In an announcement on Thursday, the bank said that “although RCB has been, and remains abundant in liquidity and capital, the ongoing and extremely volatile geopolitical situation requires it to transform and adopt a new strategy – phasing out banking operations, while at the same time ensuring that the best interests of its clients are secured.”

This liquidity was enhanced with the sale on Tuesday of the well collateralised “performing loan portfolio” to Hellenic Bank for €556 mln, helping RCB create an additional liquidity buffer to meet clients’ obligations, as well as sufficient assets for its operations.

The loanbook sale was structured in two tranches, with the first tranche of €292 mln relating to Cypriot exposures, expected to be settled by Hellenic on Thursday.

This seems to satisfy Cyprus authorities that RCB’s 11,000 retail and corporate customers will be safeguarded, while deposits are underwritten by the €100,000 guarantee framework.

As of Thursday, RCB said that “in agreement with the ECB Banking Supervision, (it) will cease from entering into new business with clients with respect to both deposits and/or loans.”

Big Four auditors Deloitte have been mutually appointed by RCB and the ECB Banking Supervision “to control the process of the bank completing its settlements with depositors, ensuring the smooth conclusion of the deposit relationships.”

“Our clients will be notified and requested to transfer their operations and deposits to other banking institutions in the coming months. In the interim period existing clients will be serviced as usual. We will continue to execute payments and transfers on instructions of our clients and enable their transition to other banks, processing card payments and acquiring services.”

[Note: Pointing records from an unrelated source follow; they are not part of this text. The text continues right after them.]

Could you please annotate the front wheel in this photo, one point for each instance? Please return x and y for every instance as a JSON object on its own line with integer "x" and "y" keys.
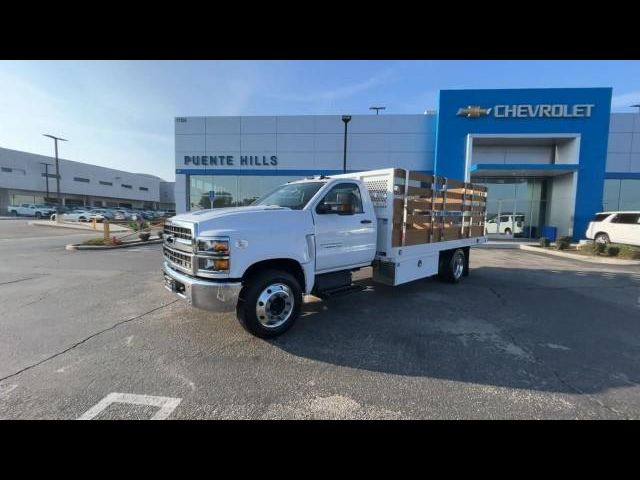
{"x": 269, "y": 304}
{"x": 452, "y": 266}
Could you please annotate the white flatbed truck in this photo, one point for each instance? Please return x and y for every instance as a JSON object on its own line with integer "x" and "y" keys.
{"x": 308, "y": 236}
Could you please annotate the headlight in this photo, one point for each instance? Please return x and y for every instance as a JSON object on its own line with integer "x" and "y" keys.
{"x": 213, "y": 254}
{"x": 216, "y": 246}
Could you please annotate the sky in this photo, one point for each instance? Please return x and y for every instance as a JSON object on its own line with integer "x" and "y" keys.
{"x": 120, "y": 114}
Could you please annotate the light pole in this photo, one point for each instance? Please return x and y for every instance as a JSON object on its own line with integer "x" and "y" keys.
{"x": 55, "y": 141}
{"x": 46, "y": 174}
{"x": 346, "y": 119}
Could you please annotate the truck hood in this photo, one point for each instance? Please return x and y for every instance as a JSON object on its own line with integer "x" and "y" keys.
{"x": 244, "y": 220}
{"x": 205, "y": 215}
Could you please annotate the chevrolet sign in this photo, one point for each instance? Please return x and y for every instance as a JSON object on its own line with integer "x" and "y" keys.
{"x": 473, "y": 112}
{"x": 529, "y": 111}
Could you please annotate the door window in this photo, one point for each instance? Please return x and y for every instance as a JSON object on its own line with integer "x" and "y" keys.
{"x": 343, "y": 199}
{"x": 627, "y": 218}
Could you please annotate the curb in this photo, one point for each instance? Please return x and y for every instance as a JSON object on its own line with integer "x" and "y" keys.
{"x": 73, "y": 247}
{"x": 572, "y": 256}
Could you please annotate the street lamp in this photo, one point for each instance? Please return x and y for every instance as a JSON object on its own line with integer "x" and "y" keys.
{"x": 346, "y": 119}
{"x": 46, "y": 174}
{"x": 55, "y": 141}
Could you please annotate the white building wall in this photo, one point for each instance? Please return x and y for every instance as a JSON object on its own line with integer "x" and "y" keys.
{"x": 623, "y": 151}
{"x": 304, "y": 144}
{"x": 310, "y": 142}
{"x": 28, "y": 170}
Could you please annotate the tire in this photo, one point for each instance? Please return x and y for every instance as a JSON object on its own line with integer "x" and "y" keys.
{"x": 602, "y": 238}
{"x": 451, "y": 267}
{"x": 269, "y": 297}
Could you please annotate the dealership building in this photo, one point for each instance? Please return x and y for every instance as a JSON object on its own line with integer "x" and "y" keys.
{"x": 549, "y": 157}
{"x": 30, "y": 178}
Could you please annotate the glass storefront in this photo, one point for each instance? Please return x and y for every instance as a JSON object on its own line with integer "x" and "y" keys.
{"x": 231, "y": 191}
{"x": 621, "y": 195}
{"x": 515, "y": 206}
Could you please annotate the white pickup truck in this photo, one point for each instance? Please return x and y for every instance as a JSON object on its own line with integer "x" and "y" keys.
{"x": 31, "y": 210}
{"x": 308, "y": 236}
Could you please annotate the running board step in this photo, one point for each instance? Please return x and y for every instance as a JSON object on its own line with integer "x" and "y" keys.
{"x": 339, "y": 291}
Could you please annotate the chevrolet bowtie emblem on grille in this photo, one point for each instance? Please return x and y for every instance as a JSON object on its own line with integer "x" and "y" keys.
{"x": 473, "y": 111}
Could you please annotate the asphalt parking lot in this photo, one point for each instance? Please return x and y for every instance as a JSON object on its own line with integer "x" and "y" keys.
{"x": 95, "y": 335}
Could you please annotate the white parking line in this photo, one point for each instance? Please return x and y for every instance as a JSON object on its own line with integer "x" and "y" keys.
{"x": 165, "y": 404}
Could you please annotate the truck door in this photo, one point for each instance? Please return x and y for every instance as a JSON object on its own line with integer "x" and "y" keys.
{"x": 345, "y": 226}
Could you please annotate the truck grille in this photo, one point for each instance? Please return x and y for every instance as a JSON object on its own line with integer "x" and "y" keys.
{"x": 178, "y": 232}
{"x": 177, "y": 258}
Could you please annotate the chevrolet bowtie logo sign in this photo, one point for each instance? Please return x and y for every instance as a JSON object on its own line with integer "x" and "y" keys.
{"x": 473, "y": 111}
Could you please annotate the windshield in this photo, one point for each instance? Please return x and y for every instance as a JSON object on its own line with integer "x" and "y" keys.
{"x": 291, "y": 195}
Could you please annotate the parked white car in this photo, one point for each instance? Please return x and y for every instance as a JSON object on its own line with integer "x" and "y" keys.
{"x": 615, "y": 227}
{"x": 75, "y": 216}
{"x": 30, "y": 210}
{"x": 505, "y": 224}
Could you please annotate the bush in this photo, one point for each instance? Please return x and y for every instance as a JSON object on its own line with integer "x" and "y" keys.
{"x": 135, "y": 226}
{"x": 563, "y": 243}
{"x": 585, "y": 247}
{"x": 612, "y": 250}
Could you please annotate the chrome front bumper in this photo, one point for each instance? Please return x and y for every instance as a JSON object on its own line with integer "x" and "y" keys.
{"x": 205, "y": 294}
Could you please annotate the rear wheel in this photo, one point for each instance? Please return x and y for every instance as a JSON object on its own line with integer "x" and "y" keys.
{"x": 602, "y": 238}
{"x": 269, "y": 303}
{"x": 452, "y": 266}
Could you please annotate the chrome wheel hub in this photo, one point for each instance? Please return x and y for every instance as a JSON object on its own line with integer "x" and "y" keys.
{"x": 275, "y": 305}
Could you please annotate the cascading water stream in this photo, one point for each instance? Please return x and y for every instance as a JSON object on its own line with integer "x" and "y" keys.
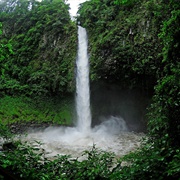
{"x": 82, "y": 83}
{"x": 111, "y": 135}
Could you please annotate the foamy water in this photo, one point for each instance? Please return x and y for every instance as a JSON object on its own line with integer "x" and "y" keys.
{"x": 111, "y": 136}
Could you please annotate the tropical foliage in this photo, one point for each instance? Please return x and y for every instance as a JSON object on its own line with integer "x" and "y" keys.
{"x": 43, "y": 38}
{"x": 132, "y": 43}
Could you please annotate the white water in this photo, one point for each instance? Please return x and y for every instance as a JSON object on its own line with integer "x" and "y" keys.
{"x": 111, "y": 135}
{"x": 82, "y": 83}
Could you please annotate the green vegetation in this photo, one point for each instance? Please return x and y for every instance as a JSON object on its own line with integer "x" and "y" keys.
{"x": 131, "y": 43}
{"x": 43, "y": 40}
{"x": 37, "y": 110}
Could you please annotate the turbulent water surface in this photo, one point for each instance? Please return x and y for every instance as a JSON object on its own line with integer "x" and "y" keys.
{"x": 112, "y": 134}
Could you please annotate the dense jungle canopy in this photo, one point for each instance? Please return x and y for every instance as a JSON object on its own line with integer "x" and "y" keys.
{"x": 132, "y": 43}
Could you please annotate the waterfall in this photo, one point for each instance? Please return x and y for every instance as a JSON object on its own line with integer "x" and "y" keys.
{"x": 82, "y": 83}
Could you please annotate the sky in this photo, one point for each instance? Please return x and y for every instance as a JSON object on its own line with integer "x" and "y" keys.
{"x": 74, "y": 6}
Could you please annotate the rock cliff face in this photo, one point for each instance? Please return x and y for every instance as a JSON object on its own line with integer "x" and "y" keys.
{"x": 44, "y": 41}
{"x": 124, "y": 44}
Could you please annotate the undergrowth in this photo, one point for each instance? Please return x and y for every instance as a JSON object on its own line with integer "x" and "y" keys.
{"x": 39, "y": 110}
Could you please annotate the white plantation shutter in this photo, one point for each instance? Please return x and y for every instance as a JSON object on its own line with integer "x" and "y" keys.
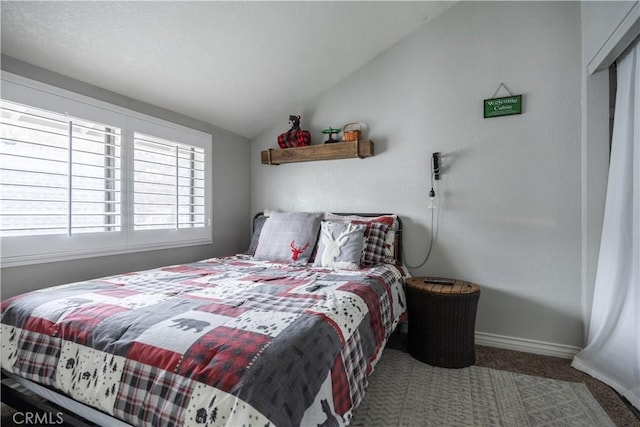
{"x": 169, "y": 184}
{"x": 58, "y": 175}
{"x": 82, "y": 178}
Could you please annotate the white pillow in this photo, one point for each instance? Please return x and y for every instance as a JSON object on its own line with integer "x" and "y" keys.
{"x": 341, "y": 245}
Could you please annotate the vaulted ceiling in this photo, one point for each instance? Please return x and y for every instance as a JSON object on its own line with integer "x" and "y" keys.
{"x": 242, "y": 66}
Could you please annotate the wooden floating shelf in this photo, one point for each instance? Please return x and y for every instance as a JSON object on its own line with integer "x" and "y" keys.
{"x": 336, "y": 150}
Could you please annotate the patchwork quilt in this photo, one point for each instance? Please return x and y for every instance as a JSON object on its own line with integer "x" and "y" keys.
{"x": 225, "y": 341}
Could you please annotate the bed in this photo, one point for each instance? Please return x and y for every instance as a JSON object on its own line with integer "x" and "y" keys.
{"x": 285, "y": 334}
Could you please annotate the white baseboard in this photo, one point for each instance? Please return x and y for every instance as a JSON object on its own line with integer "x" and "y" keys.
{"x": 526, "y": 345}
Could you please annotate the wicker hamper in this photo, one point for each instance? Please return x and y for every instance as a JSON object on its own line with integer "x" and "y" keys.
{"x": 442, "y": 321}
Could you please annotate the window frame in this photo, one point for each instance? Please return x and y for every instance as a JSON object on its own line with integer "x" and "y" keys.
{"x": 25, "y": 250}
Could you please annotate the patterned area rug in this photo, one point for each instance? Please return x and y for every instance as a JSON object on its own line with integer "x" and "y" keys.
{"x": 405, "y": 392}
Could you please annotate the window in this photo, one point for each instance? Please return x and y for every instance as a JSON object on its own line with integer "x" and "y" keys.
{"x": 79, "y": 178}
{"x": 58, "y": 175}
{"x": 168, "y": 184}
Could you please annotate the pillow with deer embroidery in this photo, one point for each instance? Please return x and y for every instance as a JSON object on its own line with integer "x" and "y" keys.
{"x": 288, "y": 237}
{"x": 340, "y": 245}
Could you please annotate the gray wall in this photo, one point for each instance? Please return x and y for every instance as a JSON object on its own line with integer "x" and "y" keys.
{"x": 231, "y": 199}
{"x": 510, "y": 208}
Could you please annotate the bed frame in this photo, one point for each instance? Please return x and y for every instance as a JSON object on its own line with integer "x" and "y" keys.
{"x": 22, "y": 399}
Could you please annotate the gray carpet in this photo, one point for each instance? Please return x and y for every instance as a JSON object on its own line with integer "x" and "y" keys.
{"x": 405, "y": 392}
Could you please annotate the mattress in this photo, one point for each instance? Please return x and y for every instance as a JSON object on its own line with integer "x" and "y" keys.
{"x": 224, "y": 341}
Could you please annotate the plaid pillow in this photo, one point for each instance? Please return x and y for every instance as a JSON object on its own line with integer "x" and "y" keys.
{"x": 374, "y": 247}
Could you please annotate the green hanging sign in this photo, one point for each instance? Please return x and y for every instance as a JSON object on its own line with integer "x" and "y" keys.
{"x": 505, "y": 106}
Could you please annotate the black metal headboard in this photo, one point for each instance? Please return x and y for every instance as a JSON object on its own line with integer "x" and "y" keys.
{"x": 398, "y": 233}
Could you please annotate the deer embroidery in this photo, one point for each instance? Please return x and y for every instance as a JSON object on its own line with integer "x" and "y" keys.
{"x": 333, "y": 247}
{"x": 297, "y": 251}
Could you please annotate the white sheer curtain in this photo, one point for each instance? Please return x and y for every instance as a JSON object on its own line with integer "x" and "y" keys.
{"x": 613, "y": 347}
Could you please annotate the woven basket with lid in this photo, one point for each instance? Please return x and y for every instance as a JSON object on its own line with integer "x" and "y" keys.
{"x": 351, "y": 132}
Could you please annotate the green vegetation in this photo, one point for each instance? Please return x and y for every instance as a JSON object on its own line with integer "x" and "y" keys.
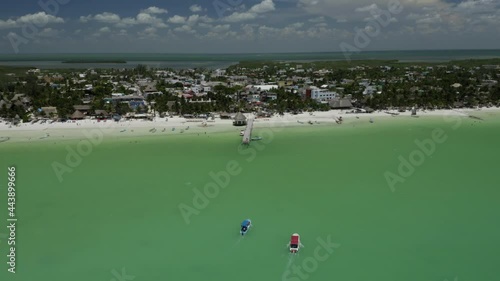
{"x": 94, "y": 61}
{"x": 393, "y": 84}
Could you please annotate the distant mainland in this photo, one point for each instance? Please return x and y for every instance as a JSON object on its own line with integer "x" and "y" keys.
{"x": 94, "y": 61}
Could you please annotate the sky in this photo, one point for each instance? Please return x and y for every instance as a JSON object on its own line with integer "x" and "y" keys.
{"x": 246, "y": 26}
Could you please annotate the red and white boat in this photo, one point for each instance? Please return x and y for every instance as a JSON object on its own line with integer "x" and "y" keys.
{"x": 295, "y": 243}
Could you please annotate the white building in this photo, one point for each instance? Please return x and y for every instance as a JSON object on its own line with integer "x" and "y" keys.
{"x": 265, "y": 87}
{"x": 322, "y": 94}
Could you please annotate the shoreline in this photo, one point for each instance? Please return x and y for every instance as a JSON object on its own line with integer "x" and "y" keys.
{"x": 74, "y": 130}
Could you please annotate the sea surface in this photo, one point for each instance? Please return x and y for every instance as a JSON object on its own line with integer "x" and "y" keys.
{"x": 213, "y": 61}
{"x": 116, "y": 211}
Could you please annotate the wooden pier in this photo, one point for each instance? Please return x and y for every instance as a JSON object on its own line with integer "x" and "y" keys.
{"x": 247, "y": 135}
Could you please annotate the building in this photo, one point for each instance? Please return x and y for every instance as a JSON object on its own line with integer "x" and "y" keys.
{"x": 320, "y": 95}
{"x": 265, "y": 87}
{"x": 240, "y": 119}
{"x": 338, "y": 103}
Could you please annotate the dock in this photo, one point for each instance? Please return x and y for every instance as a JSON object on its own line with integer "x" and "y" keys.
{"x": 247, "y": 135}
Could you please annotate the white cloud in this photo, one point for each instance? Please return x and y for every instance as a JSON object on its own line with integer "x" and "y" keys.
{"x": 185, "y": 28}
{"x": 195, "y": 8}
{"x": 367, "y": 8}
{"x": 39, "y": 20}
{"x": 49, "y": 33}
{"x": 177, "y": 19}
{"x": 264, "y": 7}
{"x": 107, "y": 18}
{"x": 145, "y": 17}
{"x": 105, "y": 29}
{"x": 317, "y": 19}
{"x": 238, "y": 17}
{"x": 154, "y": 10}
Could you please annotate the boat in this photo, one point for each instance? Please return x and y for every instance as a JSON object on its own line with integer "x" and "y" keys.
{"x": 294, "y": 243}
{"x": 245, "y": 226}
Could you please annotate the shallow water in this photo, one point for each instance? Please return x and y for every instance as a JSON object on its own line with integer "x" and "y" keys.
{"x": 119, "y": 208}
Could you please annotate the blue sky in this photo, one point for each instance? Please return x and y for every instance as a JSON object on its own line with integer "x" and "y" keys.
{"x": 239, "y": 26}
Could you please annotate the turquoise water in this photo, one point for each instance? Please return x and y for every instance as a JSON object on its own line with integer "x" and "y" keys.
{"x": 119, "y": 208}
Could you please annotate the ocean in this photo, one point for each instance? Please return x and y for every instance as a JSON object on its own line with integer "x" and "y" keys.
{"x": 213, "y": 61}
{"x": 117, "y": 212}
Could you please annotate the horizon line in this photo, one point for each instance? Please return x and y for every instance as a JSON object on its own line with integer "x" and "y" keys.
{"x": 250, "y": 53}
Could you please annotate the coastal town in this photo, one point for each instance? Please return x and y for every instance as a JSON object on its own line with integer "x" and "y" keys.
{"x": 262, "y": 88}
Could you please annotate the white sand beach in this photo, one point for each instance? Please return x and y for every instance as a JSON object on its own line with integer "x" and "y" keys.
{"x": 27, "y": 132}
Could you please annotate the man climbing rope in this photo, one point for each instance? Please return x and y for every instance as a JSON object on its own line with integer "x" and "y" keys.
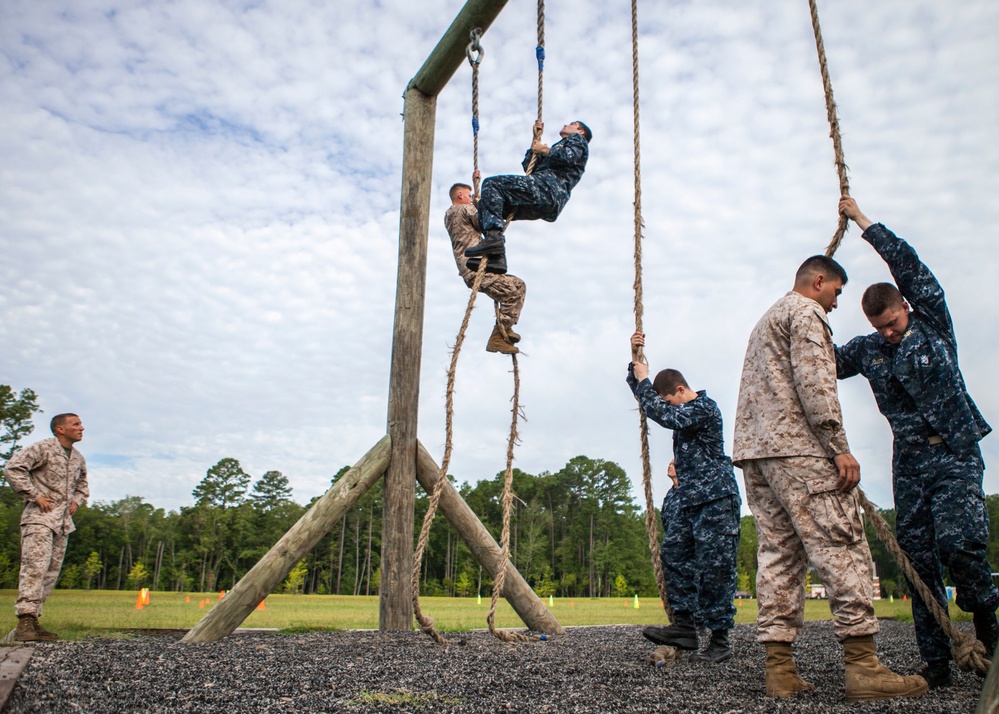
{"x": 542, "y": 194}
{"x": 937, "y": 467}
{"x": 509, "y": 291}
{"x": 800, "y": 485}
{"x": 703, "y": 536}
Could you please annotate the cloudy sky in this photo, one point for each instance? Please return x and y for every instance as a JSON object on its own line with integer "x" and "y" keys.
{"x": 199, "y": 209}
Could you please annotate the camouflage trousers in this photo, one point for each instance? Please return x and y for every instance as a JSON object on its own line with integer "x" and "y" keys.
{"x": 508, "y": 291}
{"x": 42, "y": 551}
{"x": 802, "y": 518}
{"x": 698, "y": 555}
{"x": 526, "y": 197}
{"x": 942, "y": 521}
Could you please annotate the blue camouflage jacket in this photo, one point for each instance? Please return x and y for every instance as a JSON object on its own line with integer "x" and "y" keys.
{"x": 703, "y": 470}
{"x": 560, "y": 170}
{"x": 917, "y": 383}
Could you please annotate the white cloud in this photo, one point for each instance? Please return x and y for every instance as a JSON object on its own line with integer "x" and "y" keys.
{"x": 199, "y": 213}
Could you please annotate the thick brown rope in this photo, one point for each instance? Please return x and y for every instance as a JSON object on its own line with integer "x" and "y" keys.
{"x": 651, "y": 520}
{"x": 426, "y": 622}
{"x": 969, "y": 653}
{"x": 507, "y": 499}
{"x": 831, "y": 115}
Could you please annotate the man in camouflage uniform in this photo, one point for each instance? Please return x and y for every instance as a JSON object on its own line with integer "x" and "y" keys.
{"x": 800, "y": 481}
{"x": 542, "y": 194}
{"x": 508, "y": 291}
{"x": 937, "y": 467}
{"x": 51, "y": 477}
{"x": 702, "y": 538}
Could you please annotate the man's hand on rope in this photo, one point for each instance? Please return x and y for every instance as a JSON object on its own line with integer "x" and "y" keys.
{"x": 849, "y": 471}
{"x": 849, "y": 208}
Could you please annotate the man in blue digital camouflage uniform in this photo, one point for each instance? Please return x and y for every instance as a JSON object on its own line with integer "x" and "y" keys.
{"x": 707, "y": 527}
{"x": 911, "y": 364}
{"x": 540, "y": 195}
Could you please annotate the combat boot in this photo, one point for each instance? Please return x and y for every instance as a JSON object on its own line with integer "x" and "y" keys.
{"x": 498, "y": 344}
{"x": 782, "y": 678}
{"x": 496, "y": 264}
{"x": 492, "y": 243}
{"x": 987, "y": 630}
{"x": 867, "y": 678}
{"x": 681, "y": 634}
{"x": 717, "y": 650}
{"x": 25, "y": 631}
{"x": 936, "y": 673}
{"x": 44, "y": 634}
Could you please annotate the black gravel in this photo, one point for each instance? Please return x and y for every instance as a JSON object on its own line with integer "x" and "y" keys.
{"x": 593, "y": 669}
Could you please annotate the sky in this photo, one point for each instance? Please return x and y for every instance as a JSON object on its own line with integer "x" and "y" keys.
{"x": 199, "y": 212}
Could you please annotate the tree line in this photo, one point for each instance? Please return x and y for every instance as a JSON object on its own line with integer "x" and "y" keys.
{"x": 575, "y": 532}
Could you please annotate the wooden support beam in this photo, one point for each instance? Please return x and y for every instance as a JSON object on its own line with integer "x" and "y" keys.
{"x": 485, "y": 549}
{"x": 274, "y": 567}
{"x": 395, "y": 609}
{"x": 449, "y": 53}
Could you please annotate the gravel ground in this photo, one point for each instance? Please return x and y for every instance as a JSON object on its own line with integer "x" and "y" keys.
{"x": 593, "y": 669}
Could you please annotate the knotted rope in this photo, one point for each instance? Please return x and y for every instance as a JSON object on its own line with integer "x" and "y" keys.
{"x": 968, "y": 652}
{"x": 638, "y": 356}
{"x": 831, "y": 115}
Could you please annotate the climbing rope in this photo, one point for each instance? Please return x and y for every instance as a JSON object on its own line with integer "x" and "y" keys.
{"x": 831, "y": 115}
{"x": 969, "y": 653}
{"x": 639, "y": 356}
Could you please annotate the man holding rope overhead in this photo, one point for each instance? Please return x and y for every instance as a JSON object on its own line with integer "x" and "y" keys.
{"x": 937, "y": 467}
{"x": 800, "y": 485}
{"x": 542, "y": 194}
{"x": 508, "y": 291}
{"x": 703, "y": 535}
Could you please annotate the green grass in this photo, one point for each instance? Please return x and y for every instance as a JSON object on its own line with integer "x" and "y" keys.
{"x": 80, "y": 613}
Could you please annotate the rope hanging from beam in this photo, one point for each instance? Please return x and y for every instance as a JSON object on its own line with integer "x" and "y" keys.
{"x": 651, "y": 520}
{"x": 969, "y": 653}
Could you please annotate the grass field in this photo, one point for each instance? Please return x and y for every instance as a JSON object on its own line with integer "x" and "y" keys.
{"x": 81, "y": 613}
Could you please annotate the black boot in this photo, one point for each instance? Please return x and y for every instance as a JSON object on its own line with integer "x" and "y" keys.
{"x": 492, "y": 243}
{"x": 496, "y": 264}
{"x": 936, "y": 673}
{"x": 681, "y": 634}
{"x": 717, "y": 650}
{"x": 987, "y": 630}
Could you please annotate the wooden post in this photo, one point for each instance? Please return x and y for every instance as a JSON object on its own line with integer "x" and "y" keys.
{"x": 274, "y": 567}
{"x": 395, "y": 609}
{"x": 485, "y": 549}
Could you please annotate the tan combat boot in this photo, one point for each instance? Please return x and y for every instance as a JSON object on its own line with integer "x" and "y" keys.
{"x": 25, "y": 631}
{"x": 867, "y": 678}
{"x": 781, "y": 674}
{"x": 498, "y": 344}
{"x": 44, "y": 634}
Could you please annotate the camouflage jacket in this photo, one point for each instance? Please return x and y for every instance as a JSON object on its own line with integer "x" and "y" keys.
{"x": 462, "y": 223}
{"x": 42, "y": 469}
{"x": 917, "y": 383}
{"x": 788, "y": 403}
{"x": 703, "y": 471}
{"x": 560, "y": 170}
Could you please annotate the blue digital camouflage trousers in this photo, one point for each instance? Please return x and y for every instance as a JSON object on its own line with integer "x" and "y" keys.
{"x": 528, "y": 198}
{"x": 698, "y": 555}
{"x": 941, "y": 521}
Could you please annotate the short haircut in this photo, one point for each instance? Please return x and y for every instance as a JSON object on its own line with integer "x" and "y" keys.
{"x": 667, "y": 381}
{"x": 453, "y": 192}
{"x": 59, "y": 420}
{"x": 820, "y": 264}
{"x": 880, "y": 297}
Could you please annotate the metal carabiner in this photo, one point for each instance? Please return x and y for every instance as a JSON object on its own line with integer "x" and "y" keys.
{"x": 474, "y": 51}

In essence, local account holders, small to medium sized enterprises and retailers operating RCB’s POS payment machines will be able to transfer to other local banks where, onboarding processes remain arduous and slow, prompting many to consider electronic money institutions.

Already, 16 of RCB’s staff managing the loans portfolio are moving to Hellenic Bank, while the credit cards services division has been considered a separate entity and will seek a new investor.